Sep: You know, I mean, it’s interesting. I’ve had a similar question, a little more general from, Chris, the time you wrote that blog post, which was…”Why is there not a flowering of full-stack companies in the same way that there’s a flowering whenever there’s a clear possibility of innovation?” You’re not seeing as many full-stack startups as you are seeing with crypto, for example. I’ve come to two reasons. I imagine there’s more.

The first is that it is really difficult in either context, either in the startup context because it requires kind of an expertise in two very disparate areas as a startup. And I think the second thing is I think it’s tantalizing to take a big industry and, say, dabble on some technology and it will become a full-stack company. But I think you have to have a specific point of view around what the technology is and a real innovation in that technology. And so, I think for those two reasons, I think it’s just like the rewards are great but the difficulty is hard.

Chris: Netflix is a really interesting example, right? So Reed Hastings, obviously a genius, but his prior company to Netflix was Purify, which is a debugger.
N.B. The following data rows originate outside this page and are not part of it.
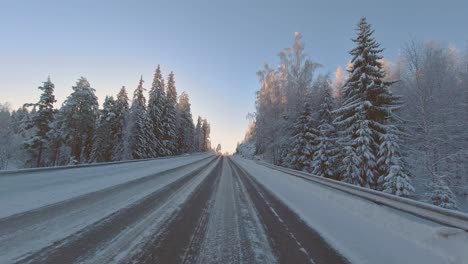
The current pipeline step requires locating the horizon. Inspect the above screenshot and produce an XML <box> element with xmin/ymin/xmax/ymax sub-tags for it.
<box><xmin>0</xmin><ymin>1</ymin><xmax>468</xmax><ymax>153</ymax></box>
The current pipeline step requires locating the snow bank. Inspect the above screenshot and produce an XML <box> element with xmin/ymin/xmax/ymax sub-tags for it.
<box><xmin>234</xmin><ymin>157</ymin><xmax>468</xmax><ymax>264</ymax></box>
<box><xmin>0</xmin><ymin>153</ymin><xmax>212</xmax><ymax>218</ymax></box>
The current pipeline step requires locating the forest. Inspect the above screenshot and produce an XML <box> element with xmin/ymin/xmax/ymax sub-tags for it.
<box><xmin>237</xmin><ymin>17</ymin><xmax>468</xmax><ymax>210</ymax></box>
<box><xmin>0</xmin><ymin>65</ymin><xmax>211</xmax><ymax>170</ymax></box>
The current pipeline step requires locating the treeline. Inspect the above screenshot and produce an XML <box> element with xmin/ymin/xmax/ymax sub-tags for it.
<box><xmin>0</xmin><ymin>65</ymin><xmax>211</xmax><ymax>168</ymax></box>
<box><xmin>237</xmin><ymin>18</ymin><xmax>468</xmax><ymax>209</ymax></box>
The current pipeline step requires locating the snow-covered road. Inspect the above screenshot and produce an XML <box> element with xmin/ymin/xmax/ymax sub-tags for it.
<box><xmin>0</xmin><ymin>154</ymin><xmax>468</xmax><ymax>263</ymax></box>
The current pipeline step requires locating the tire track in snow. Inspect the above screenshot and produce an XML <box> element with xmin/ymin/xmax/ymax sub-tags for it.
<box><xmin>232</xmin><ymin>158</ymin><xmax>348</xmax><ymax>264</ymax></box>
<box><xmin>125</xmin><ymin>158</ymin><xmax>222</xmax><ymax>264</ymax></box>
<box><xmin>198</xmin><ymin>158</ymin><xmax>276</xmax><ymax>264</ymax></box>
<box><xmin>18</xmin><ymin>156</ymin><xmax>215</xmax><ymax>263</ymax></box>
I mean, it was a very, very technical product. He’s very much a computer scientist, you know? And then, he built…you know, now Netflix is doing all this original content, is becoming more and more dominant in the movie industry. I don’t know…you know, this pattern of having a technologist figure out the other industry, in that case, Hollywood, like, I don’t know if there are examples of the opposite happening of the Hollywood people figuring out the technologies part, you know?
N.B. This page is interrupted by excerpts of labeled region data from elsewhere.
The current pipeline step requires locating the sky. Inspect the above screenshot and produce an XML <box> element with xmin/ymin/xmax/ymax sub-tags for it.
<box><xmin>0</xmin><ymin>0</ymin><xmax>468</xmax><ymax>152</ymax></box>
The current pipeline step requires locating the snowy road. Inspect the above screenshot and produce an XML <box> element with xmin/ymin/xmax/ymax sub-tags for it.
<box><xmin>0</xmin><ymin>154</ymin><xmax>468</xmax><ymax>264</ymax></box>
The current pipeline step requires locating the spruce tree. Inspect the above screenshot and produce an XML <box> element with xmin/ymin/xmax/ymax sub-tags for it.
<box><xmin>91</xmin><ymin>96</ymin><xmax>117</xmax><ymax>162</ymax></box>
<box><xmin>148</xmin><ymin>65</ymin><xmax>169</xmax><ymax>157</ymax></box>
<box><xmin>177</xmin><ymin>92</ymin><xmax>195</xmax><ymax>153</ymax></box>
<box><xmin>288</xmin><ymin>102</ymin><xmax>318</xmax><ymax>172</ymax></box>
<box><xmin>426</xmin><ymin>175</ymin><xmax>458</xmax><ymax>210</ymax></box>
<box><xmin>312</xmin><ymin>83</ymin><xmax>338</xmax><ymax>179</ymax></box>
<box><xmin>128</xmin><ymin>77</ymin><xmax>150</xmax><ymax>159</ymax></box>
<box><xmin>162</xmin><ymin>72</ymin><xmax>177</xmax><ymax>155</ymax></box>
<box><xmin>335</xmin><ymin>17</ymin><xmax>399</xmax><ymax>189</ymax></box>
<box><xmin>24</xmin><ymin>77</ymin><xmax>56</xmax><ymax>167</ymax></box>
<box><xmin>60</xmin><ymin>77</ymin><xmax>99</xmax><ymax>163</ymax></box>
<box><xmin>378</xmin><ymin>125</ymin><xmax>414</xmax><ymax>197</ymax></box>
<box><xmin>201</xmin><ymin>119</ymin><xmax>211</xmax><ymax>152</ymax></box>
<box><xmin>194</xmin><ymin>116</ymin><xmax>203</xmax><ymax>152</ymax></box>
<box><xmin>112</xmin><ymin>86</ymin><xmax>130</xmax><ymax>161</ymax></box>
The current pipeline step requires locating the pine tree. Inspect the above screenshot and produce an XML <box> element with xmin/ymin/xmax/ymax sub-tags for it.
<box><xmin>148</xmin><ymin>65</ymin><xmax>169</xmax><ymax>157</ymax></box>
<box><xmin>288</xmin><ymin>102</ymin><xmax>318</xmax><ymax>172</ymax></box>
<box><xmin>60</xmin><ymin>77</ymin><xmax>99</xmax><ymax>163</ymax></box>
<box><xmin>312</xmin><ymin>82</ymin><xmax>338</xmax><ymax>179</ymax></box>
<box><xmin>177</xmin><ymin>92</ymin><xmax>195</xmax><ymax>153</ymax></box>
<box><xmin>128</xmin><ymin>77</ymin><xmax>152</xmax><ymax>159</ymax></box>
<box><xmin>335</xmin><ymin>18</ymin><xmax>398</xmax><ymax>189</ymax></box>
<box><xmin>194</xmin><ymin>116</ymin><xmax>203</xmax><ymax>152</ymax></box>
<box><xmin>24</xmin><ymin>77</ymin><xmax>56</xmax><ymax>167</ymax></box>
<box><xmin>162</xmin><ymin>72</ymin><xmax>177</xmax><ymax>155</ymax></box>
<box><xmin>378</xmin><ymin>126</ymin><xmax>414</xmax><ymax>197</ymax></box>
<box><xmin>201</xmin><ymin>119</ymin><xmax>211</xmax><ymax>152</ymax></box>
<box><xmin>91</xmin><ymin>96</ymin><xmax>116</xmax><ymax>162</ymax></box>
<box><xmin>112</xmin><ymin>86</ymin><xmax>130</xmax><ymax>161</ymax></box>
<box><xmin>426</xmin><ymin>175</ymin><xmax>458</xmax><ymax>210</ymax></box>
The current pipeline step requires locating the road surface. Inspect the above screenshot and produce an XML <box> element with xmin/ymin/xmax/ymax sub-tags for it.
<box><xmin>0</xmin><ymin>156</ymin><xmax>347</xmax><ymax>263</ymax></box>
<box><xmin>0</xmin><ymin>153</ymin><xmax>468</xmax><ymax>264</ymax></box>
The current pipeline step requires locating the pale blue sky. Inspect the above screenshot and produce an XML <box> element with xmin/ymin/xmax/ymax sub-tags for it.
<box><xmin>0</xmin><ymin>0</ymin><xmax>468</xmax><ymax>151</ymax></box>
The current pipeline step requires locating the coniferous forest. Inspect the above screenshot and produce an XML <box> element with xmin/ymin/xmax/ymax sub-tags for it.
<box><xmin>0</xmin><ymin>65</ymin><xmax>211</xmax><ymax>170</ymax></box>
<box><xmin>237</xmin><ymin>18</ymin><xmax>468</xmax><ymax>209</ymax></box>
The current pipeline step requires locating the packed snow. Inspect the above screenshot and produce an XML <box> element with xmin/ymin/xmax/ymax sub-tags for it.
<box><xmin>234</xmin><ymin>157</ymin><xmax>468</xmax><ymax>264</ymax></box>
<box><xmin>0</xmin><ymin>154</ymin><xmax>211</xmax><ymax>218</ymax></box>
Sep: Yeah. And there’s few examples of Netflix too.

Chris: Sure. And it’s so hard. And that company… I mean, that’s an amazing story, just independently. They had to pivot multiple times while being public. So, you know, and there’s just so few people…

Sep: Right. And he’s a remarkable entrepreneur.

Chris: Yeah. Maybe they’re just so few people like him and Elon Musk and it’s such a hard thing to do. And, you know, raising…it requires a ton of capital and decades of work. So, I think that might be why there’s not more. It’s just really hard.

Sep: For us, the way we were able to do it is Salman, my co-founder, he has a Ph.D. in computer science from MIT but he also grew up in a construction family. So he had deep expertise in construction and deep expertise in computer science both from a young age.

Elad: I think it’s kind of notable or interesting that most of the examples I can think of of really successful full-stack startups are second-time founders. So, with Mosaic, you know, your co-founder, obviously, had an amazing background in terms of family construction and everything else. But the flip of it is you, Sep, had already started, you know, companies before. Elon Musk had two successful outcomes before. Reed Hastings had a successful outcome before. So, it almost feels like you need a stable financial base plus enough know-how in terms of building a company to begin with so that you can take on this extra challenge of doing a second piece of it, you know, to Sep’s point around needing to build two companies at once.

Chris: That’s a good point. Thanks, Sep and Elad. That was awesome.